When building an elite team, choreographer Twyla Tharp looks beyond skill. The crucial factor is the collaborator's own intense desire to work with her and tackle immense challenges. The best team members effectively select themselves by demonstrating a commitment so strong they're willing to "go through the wall."
Elite talent manifests in two primary ways. An individual is either in the top 0.01% on a single dimension (e.g., tenacity, sales), or they possess a rare Venn diagram of skills that don't typically coexist (e.g., a first-rate technologist who is also a first-rate business strategist).
To test the commitment of aspiring dancers, Twyla Tharp’s default advice is "don't do it." This seemingly discouraging response serves as a powerful filter. It weeds out those with fleeting interest, ensuring that only individuals with an absolute, undeniable internal drive will persist.
High-achievers who pursue grueling endurance challenges are often driven less by a love for the 'grind' and more by a profound curiosity. The core motivation is an intrinsic desire to understand the experience and discover their own limits, without fear of the difficulty itself.
Prioritize hiring generalist "athletes"—people who are intelligent, driven, and coachable—over candidates with deep domain expertise. Core traits like Persistence, Heart, and Desire (a "PhD") cannot be taught, but a smart athlete can always learn the product.
While knowledge is valuable, choreographer Twyla Tharp argues that a creator's most difficult and essential work is "protecting but refining instinct." The challenge is to prevent intellectual understanding and external feedback from diluting the pure, immediate, and often correct, gut reactions that drive original work.
Organizational success depends less on high-profile 'superstars' and more on 'Sherpas'—generous, energetic team players who handle the essential, often invisible, support work. When hiring, actively screen for generosity and positive energy, as these are the people who enable collective achievement.

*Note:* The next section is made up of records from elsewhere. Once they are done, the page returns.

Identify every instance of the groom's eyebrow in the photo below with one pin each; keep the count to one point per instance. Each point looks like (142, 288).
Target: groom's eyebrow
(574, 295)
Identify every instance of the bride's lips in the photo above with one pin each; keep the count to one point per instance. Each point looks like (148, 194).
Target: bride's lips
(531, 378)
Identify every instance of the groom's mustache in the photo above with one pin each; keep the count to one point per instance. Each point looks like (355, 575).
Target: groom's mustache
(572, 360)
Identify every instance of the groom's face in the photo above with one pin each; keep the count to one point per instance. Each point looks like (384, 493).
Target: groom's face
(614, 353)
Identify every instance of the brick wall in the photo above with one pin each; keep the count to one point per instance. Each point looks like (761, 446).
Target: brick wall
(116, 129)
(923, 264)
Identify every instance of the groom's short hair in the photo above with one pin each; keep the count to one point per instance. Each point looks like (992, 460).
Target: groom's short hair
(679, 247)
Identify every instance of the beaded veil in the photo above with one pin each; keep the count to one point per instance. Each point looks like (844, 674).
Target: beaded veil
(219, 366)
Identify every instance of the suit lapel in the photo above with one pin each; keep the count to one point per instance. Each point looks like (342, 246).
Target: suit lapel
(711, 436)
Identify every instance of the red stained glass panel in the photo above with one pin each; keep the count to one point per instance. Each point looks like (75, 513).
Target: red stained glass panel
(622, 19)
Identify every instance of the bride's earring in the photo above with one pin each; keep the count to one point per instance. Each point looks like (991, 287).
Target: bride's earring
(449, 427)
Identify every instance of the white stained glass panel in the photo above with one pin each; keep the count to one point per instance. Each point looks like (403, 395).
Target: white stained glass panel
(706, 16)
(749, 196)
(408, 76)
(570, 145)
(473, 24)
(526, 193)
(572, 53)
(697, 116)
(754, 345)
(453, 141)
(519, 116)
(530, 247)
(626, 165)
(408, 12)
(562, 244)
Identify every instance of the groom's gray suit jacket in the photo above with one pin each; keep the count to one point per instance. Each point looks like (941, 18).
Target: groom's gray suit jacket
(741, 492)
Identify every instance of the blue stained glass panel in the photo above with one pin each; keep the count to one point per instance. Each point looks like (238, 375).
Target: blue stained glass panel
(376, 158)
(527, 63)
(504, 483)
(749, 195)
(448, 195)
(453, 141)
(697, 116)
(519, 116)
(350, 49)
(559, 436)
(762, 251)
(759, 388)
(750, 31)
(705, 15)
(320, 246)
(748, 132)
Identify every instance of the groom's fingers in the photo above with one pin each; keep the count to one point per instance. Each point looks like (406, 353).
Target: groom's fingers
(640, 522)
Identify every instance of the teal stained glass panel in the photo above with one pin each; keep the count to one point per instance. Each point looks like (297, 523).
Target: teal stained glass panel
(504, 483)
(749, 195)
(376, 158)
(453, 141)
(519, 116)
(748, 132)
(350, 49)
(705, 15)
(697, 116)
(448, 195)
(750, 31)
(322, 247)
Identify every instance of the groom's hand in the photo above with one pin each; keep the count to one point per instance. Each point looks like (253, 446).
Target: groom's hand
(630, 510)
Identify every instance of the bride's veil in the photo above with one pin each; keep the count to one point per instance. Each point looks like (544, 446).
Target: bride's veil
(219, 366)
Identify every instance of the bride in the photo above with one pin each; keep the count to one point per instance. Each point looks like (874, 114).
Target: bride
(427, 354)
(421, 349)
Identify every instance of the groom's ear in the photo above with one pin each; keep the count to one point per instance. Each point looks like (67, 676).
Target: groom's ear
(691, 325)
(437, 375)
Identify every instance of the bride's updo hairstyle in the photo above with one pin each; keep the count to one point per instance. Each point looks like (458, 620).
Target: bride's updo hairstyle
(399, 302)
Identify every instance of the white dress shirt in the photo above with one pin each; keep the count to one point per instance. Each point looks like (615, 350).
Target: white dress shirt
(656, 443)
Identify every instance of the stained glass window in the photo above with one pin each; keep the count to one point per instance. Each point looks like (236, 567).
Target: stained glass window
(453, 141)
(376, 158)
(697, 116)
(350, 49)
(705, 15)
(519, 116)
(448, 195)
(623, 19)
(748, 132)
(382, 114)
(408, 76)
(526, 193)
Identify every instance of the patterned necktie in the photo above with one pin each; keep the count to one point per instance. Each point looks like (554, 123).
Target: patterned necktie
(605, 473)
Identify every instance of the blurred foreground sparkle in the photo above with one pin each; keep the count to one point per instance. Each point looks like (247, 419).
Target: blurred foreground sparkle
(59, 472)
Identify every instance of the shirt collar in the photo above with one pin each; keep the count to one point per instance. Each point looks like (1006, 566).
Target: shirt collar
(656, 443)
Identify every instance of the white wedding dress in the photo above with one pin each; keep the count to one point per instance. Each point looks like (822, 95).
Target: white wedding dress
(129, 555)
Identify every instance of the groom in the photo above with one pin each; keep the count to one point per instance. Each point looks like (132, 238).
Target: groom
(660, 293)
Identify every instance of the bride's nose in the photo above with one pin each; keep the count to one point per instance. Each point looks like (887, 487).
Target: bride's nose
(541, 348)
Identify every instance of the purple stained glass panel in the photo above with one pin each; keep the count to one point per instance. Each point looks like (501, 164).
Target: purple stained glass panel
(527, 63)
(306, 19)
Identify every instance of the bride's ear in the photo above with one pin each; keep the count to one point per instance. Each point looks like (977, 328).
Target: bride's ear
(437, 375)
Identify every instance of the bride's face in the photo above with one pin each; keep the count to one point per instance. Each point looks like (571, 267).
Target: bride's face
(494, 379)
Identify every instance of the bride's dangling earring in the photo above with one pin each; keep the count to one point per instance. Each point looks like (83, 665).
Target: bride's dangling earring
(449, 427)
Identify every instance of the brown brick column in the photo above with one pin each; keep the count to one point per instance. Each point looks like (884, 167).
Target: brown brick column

Instead of creating a broadly appealing culture, build one that is intensely attractive to a tiny, specific niche (e.g., "we wear suits and use Windows"). This polarization repels most people but creates an incredibly strong, cohesive team from the few who are deeply drawn to it.
While psychology warns against tying your identity to your work to avoid pain from failure, high performers do exactly that. They embrace identities like "I am a writer" because this personal attachment makes excellence non-negotiable and prevents them from simply "going through the motions."
Gaining more knowledge as a creator doesn't make the process easier; it expands the field of options and raises the stakes, creating bigger challenges. Choreographer Twyla Tharp cites late-career Beethoven, whose deafness forced him into a unique, mature creative space.
Twyla Tharp reframes her famous 5 a.m. gym routine not as a cherished ritual but as a "loathsome" reality. The purpose isn't enjoyment; it's the non-negotiable work required to prepare her "instrument" for the challenges ahead. Discipline is about necessity, not passion for the routine itself.